Tuesday, March 28, 2006

Trim the Fat

And so it’s done, 450 pages of the best writing you are capable of at the moment. You’ve chased down every loose thread, expunged all the adverbs and adjectives possible, vetted every line of dialogue for authenticity and relevance. Then you went through and made sure every character tag wasn’t trite, every passive sentence was active, and junked passages that didn’t move the story forward. And then you did it some more, until the goose has been roasted to perfection.

You send it out to your agent or editor, certain socks will be blown off clear to Topeka, you sleep good that night, secure. Two weeks later, a letter arrives. “Cut 12,000 words,” it says.

WTF? you think. You’ve already cut as much of the story as humanly possible. It’s been parboiled within an inch of its life. Goof with it any further, and the whole thing will fall apart.

Nah. Take some Advil with a Cuervo chaser and pull up a chair, mon amie. Perhaps my experience will be instructive.

I’ve been blessed with an agent who had once been an editor at a major publishing house. That’s why I like her. She points out what needs to be pointed out. Without fail, she put the big red pen around the passages of introspection. “Cut here,” she said. “You’ve already revealed this in dialogue or action. No need to have your characters think it, too.”

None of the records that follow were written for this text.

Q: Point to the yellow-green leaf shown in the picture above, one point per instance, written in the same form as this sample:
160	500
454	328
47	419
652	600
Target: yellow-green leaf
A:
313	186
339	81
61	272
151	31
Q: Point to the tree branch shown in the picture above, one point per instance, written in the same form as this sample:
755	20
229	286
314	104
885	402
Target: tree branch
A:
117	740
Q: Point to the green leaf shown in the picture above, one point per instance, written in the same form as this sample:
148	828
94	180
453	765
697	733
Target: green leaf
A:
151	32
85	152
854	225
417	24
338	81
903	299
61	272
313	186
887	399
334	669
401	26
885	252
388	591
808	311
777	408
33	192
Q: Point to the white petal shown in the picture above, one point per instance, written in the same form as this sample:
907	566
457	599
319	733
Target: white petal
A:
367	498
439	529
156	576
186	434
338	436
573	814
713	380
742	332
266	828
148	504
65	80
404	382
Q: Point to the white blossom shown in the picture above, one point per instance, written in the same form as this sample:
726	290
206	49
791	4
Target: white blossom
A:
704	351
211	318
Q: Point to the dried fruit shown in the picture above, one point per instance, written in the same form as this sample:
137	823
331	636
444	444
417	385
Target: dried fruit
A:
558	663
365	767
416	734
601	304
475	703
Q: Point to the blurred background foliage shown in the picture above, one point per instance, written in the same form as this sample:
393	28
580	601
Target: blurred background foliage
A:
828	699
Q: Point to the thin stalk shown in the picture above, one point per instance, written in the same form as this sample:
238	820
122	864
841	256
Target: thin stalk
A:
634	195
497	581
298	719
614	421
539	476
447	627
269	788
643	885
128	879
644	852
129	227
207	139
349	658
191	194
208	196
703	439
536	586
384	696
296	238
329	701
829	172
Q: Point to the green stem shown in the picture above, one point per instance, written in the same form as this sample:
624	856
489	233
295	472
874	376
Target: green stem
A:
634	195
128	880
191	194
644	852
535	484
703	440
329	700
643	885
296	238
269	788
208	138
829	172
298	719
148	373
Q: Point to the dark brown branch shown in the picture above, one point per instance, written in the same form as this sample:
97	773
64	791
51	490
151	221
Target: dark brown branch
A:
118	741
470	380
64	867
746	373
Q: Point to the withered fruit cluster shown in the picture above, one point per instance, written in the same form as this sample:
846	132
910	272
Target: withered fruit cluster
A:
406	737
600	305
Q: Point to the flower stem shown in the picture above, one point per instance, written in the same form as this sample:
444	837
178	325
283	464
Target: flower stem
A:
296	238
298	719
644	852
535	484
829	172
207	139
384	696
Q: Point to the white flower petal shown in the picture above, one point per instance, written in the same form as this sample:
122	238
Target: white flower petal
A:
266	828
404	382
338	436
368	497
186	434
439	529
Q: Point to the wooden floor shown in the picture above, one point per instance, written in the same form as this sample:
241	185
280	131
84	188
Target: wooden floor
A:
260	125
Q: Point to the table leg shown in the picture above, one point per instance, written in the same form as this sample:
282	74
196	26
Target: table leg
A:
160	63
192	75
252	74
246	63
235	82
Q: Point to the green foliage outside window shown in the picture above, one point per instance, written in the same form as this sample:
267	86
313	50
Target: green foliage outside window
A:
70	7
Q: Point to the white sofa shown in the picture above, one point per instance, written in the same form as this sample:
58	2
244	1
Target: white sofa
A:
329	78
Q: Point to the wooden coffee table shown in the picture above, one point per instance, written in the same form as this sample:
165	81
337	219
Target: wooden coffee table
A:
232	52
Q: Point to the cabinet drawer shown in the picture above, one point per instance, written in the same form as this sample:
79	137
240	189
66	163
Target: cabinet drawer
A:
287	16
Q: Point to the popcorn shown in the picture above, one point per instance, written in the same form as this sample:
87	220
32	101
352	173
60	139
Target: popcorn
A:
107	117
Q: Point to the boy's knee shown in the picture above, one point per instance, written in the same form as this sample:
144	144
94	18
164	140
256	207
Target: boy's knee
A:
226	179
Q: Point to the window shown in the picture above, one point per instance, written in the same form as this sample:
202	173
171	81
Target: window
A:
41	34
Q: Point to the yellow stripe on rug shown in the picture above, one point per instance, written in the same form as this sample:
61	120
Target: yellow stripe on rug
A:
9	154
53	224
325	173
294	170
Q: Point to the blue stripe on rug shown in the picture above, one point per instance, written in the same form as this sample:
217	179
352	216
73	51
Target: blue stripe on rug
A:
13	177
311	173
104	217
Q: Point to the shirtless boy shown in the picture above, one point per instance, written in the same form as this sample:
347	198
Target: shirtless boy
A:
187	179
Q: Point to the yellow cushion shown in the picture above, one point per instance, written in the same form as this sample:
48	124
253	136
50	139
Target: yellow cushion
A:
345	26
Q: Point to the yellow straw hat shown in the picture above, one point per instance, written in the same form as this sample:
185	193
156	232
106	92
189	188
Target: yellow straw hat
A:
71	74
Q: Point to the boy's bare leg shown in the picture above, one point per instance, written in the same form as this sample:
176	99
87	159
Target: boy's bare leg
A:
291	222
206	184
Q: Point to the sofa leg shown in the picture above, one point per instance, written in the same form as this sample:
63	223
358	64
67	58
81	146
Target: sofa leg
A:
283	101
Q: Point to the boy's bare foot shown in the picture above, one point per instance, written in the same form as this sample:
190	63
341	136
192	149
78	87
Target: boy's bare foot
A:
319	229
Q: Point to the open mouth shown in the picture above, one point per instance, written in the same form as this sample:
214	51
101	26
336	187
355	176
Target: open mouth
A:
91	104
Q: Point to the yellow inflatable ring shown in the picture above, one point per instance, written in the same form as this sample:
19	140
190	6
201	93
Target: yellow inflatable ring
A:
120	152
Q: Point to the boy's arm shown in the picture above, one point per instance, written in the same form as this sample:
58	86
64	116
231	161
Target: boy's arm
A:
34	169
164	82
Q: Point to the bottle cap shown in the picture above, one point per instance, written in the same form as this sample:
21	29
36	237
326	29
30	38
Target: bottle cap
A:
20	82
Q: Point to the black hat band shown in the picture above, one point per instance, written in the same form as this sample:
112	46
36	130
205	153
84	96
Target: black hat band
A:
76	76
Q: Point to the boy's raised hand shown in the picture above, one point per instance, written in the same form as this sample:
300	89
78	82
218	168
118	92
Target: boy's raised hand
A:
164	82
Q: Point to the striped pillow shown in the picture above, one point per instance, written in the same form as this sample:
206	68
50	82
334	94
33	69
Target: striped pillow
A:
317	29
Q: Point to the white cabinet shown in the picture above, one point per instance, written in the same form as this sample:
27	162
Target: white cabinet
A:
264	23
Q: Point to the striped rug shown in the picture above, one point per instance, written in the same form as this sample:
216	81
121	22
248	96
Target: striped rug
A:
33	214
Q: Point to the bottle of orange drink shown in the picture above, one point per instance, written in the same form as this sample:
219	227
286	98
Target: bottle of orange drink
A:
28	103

She was so right. As a reader, I routinely skip long-winded passages that meander in the character’s minds. As a writer, I love ’em. Every rhetorical urp from my character enthralls me. But here’s the thing. No one else cares. The reader wants to get the story from the action and dialogue, and will tolerate introspection in small doses.

Granted, a handful of writers have the talent for writing entire books of introspection. That’s why Alice Hoffman has her place in our Must Reads. But for the most part, introspection is the psychological equivalent of description. It reads slow. It bogs up the action. Chances are, you’ve already said what your characters are thinking somewhere else, or perhaps you should have made the passage dialogue in the first place.

Take a look at your current wip. Any chunks of fat that can go?